Monday, September 12, 2005

Following God

"But seek first His kingdom and His righteousness, and all these things will be given to you as well." ~ Matthew 6:33

So I just got back from a 10-day vacation. It was the first time I have really taken time off from my job since I started over a year ago. It was much needed, a great time to recoup and to refocus on what is important. Although I didn't go anywhere exotic--Orange County, back home--it was exactly what I wanted to do.

One of my "goals" during my vacation was to really focus on God's plan for my life. Per recent posts, I have been struggling with the Pastor decision in regards to timing. I know that God has called me to be a Pastor. I have no doubt about that. But I am questioning His exact timing--is it really necessary that I go right away?--and wanted to use this break to figure out God's will for the next step in my life which will begin less than 10 months from now.

God has, for some reason, chosen to deal with my very directly in life. When I was first called, I heard, quite literally, the voice of God telling me. And there are other times in my life when He has revealed things to me very distinctly. And so I faced this past week with that in mind, hoping that one day, while reading the Bible, or praying, or attending church that God would speak to me and tell me what He wanted me to do.

And so I went to church diligently--four times this past week. And I prayed. And I read the Bible. And I prayed some more, and sang songs and fell asleep reading the Bible. And yet there was no sign from God, no voice telling me what I should do, no vision making it clear.

And I sit here now, on the last day of my vacation, "preparing" for the week ahead of me, and am no further along in my decision than I was 10 days ago.

I started to get concerned about this earlier in the week. I didn't know when I would have another time like last week--and extended break where I could really focus on God's will for my life--again before I really have to make my decision. I don't want to make a decision that is against God's will. And I don't think God would me to do that either. So why didn't God choose to reveal it to me when I wanted?

It was at one point in my study this past week that God put on my heart Matthew 6:33, above. A famous verse that most Christians can quote by heart, and many non-Christians have heard of before, this passage took on new meaning for me this past week as God revealed to me something more important that whether or not He wants me to be a Pastor now or later.

I realized this past week that I was getting so caught up in God's will that I was forgetting what is most important: God, himself. I was so intent on finding out what God wants me to do that I was neglecting to find out more about God.

Whenever I read the Bible, my thoughts were focused more on "I wonder if this verse will be the verse where God chooses to tell me." Whenever I worshipped in church I was listening for that voice that first spoke to me over three years ago.
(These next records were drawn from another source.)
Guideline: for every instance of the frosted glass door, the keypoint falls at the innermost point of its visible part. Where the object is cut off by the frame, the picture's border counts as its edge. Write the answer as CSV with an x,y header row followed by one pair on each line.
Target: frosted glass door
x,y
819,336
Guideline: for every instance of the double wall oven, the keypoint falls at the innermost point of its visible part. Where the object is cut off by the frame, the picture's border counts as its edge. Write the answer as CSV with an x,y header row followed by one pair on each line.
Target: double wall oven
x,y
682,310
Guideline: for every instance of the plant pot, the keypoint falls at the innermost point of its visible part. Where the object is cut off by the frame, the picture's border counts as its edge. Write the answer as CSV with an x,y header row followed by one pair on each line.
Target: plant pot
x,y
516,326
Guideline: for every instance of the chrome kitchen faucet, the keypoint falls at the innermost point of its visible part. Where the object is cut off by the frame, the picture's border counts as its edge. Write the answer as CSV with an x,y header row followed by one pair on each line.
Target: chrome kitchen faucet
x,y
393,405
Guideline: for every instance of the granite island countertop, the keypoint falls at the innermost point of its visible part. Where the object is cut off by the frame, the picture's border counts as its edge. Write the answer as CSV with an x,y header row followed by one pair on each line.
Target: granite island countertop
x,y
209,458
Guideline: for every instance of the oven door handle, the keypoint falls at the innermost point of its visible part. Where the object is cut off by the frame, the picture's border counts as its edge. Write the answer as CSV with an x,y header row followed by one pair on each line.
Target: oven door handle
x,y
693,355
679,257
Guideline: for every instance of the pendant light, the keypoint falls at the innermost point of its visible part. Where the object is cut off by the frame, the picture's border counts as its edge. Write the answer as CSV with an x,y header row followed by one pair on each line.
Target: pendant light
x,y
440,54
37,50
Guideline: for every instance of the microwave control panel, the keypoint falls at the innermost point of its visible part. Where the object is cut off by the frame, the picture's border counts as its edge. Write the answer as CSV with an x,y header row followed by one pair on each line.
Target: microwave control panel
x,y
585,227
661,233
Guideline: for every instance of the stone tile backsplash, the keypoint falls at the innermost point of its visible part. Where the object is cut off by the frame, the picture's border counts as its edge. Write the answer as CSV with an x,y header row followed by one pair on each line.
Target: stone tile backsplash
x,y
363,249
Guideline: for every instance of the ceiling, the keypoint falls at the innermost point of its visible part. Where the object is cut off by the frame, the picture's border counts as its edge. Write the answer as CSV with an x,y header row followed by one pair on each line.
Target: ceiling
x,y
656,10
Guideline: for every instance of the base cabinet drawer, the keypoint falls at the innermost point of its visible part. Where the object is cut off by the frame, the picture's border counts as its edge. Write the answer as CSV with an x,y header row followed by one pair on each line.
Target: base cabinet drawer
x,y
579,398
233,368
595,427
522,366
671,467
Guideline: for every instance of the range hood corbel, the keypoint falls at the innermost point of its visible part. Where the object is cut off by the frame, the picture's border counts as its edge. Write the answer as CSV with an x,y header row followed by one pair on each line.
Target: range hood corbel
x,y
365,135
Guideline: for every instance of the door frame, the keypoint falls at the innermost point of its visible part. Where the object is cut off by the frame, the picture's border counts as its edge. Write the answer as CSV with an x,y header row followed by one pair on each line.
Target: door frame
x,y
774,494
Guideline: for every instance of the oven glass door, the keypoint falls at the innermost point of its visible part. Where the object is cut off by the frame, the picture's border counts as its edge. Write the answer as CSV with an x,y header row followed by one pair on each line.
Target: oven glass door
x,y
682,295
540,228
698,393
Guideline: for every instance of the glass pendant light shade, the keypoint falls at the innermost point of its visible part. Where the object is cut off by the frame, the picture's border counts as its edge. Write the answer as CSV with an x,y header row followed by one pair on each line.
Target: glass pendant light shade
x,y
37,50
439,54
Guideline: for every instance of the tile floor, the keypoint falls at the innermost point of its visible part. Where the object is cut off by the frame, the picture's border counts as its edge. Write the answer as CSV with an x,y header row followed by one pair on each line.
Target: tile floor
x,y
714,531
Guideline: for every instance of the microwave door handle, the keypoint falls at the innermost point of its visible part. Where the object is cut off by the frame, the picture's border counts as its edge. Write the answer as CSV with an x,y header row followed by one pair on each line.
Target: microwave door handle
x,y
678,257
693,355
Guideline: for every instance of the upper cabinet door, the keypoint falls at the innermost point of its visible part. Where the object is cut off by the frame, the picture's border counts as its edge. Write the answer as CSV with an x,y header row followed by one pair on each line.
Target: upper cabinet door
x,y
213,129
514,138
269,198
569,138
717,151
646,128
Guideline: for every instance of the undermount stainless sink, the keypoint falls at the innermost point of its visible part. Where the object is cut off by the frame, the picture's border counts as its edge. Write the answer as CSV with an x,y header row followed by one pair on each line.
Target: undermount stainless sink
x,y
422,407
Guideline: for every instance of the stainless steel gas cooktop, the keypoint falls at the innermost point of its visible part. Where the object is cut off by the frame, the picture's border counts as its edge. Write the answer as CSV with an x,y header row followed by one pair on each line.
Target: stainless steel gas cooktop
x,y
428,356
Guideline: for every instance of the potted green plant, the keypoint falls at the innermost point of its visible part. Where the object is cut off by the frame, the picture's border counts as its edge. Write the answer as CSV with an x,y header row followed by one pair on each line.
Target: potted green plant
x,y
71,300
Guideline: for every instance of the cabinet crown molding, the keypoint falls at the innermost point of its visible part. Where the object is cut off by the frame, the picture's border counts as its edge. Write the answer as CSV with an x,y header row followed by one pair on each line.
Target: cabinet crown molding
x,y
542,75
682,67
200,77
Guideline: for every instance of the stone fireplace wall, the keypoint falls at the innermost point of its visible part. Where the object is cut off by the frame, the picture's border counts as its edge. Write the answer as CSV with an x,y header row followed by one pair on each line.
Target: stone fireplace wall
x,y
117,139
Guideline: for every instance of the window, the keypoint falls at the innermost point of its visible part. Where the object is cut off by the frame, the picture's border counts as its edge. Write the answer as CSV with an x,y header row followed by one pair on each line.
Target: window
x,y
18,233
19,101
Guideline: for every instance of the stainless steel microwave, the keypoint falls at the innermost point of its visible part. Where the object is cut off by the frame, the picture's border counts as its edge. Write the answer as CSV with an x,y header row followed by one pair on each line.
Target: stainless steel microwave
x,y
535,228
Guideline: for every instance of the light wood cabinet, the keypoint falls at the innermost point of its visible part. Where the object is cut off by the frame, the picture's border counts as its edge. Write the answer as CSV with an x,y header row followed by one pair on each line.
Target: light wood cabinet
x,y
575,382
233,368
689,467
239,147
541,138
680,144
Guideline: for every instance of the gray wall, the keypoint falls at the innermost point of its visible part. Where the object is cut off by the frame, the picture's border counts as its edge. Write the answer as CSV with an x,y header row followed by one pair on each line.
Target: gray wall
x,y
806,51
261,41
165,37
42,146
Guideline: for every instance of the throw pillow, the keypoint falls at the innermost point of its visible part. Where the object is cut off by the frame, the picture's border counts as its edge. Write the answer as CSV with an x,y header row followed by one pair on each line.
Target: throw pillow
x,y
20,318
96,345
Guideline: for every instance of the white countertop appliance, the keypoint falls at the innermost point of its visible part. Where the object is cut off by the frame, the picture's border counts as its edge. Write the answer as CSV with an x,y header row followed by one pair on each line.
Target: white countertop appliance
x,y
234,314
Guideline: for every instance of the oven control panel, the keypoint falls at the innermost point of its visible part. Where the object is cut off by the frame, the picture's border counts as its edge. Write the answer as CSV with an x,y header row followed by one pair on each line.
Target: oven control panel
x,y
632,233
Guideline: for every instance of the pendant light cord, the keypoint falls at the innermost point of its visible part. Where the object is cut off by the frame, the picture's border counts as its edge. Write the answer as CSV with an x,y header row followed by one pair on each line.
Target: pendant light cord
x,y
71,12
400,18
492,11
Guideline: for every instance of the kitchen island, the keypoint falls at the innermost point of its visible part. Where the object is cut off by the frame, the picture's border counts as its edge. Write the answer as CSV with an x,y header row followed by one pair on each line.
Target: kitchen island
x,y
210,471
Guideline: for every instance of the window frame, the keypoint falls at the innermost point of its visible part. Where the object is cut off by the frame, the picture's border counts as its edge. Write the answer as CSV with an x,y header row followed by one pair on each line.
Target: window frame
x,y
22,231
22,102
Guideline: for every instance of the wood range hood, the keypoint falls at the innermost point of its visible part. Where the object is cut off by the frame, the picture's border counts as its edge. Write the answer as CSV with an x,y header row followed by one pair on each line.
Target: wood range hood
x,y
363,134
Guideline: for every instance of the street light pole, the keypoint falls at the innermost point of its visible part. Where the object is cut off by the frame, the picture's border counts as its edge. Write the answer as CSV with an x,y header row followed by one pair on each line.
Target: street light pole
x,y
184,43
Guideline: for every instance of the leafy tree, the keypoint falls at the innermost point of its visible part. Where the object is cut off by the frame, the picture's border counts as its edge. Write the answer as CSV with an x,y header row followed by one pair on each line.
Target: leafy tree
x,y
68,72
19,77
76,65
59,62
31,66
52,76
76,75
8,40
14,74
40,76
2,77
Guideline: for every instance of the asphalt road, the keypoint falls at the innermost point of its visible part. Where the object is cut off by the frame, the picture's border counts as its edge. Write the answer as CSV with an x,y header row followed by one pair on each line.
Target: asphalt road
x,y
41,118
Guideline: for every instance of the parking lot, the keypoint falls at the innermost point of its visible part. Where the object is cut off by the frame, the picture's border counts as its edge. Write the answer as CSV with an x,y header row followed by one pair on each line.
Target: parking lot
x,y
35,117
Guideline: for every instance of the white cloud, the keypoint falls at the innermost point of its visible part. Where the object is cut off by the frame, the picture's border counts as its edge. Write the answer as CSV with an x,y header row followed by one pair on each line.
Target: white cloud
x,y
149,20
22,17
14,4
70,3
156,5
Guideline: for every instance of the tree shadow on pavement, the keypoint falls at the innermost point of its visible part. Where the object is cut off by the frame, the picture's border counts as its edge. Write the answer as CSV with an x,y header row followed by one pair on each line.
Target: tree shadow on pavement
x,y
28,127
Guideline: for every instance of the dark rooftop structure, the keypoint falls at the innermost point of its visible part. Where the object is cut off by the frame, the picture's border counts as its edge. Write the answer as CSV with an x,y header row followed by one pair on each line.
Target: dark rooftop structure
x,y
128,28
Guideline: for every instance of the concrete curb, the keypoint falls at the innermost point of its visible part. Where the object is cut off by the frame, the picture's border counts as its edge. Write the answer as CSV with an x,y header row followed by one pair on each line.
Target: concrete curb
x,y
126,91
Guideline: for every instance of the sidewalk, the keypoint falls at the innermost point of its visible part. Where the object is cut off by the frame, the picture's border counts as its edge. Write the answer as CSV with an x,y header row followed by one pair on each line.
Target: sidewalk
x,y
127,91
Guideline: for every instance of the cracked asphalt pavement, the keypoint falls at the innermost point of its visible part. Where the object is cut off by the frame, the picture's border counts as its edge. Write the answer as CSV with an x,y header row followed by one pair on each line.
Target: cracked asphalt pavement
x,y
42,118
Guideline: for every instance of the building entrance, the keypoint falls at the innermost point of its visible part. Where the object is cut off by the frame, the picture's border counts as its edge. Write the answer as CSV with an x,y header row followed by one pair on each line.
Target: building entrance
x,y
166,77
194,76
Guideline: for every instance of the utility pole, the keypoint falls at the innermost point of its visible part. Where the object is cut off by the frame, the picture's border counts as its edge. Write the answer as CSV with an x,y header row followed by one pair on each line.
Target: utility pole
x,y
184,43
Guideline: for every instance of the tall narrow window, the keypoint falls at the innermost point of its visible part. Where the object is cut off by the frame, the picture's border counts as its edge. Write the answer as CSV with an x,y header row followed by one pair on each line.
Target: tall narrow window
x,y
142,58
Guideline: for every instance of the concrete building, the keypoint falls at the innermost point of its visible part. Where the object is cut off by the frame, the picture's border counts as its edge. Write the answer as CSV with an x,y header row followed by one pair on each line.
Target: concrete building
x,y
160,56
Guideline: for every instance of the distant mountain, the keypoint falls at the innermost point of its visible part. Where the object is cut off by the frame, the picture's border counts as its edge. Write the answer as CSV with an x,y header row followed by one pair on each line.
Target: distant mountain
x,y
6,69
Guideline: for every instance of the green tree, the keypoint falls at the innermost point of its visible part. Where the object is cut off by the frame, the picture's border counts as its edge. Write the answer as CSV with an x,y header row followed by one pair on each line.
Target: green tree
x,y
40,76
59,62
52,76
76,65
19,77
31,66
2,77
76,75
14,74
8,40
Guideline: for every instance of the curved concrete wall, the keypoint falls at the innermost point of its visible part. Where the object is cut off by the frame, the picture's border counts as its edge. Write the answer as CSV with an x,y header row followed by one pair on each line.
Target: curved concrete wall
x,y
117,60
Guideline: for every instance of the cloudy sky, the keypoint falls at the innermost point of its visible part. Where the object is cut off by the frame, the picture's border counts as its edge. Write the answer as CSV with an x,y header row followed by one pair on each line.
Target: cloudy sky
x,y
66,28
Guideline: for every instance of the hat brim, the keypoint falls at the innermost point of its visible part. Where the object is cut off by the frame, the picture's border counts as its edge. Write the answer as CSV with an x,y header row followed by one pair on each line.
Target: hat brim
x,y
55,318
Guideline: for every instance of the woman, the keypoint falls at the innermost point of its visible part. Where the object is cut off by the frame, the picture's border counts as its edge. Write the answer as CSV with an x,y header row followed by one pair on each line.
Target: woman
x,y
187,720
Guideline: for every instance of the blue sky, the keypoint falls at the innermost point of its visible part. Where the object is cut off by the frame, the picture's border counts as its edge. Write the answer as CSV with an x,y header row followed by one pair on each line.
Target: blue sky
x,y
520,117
Whenever I prayed, I was telling God what He needed to tell me, and not listening to God about what He wanted to tell me.

God wants us to follow His will. But that is not at the expense of following God, and that is what that verse speaks to. Sometimes we as Christians try so hard to follow what God wants us to do, or where he wants us to go that we forget that what God wants more than all of that is for us to follow Him. That He is more important that what He wants us to do or where He wants us to go. And that by following Him, He will reveal--in his time--all of these other things.

"Seek first," He says, "Seek first His kingdom and his righteousness." In other words, seek God. I need to seek God. I need to study his word without thinking what I'm going to get out of it--and instead study it to get a better understanding of God. I need to pray to God because He wants me to talk to Him. And I need to worship God because God deserves worshipping.

And God promises that as a by-product of all of this, as a result of following Him, "all these things will be given to you as well." God grants us the desires of our hearts. He gives us what we need. He reveals to us His plans for us. But that is only after we follow Him--and only Him.

Of course God wants me to know His plan for my life. And when He sees it fit He will reveal it to me in the way that He wants me to know. It might be by closing doors in one direction or another. It might be by saying nothing as I, on my own, continue along the path that I think He wants me to, thereby letting me know I'm doing what is right. Or He might choose to open up the Heavens and let me know directly. However He chooses, I will be ready--but let me work to not focus on where I'm going and instead on Him.

Let me seek, first, Him. And have confidence that in time all of that other stuff will be revealed.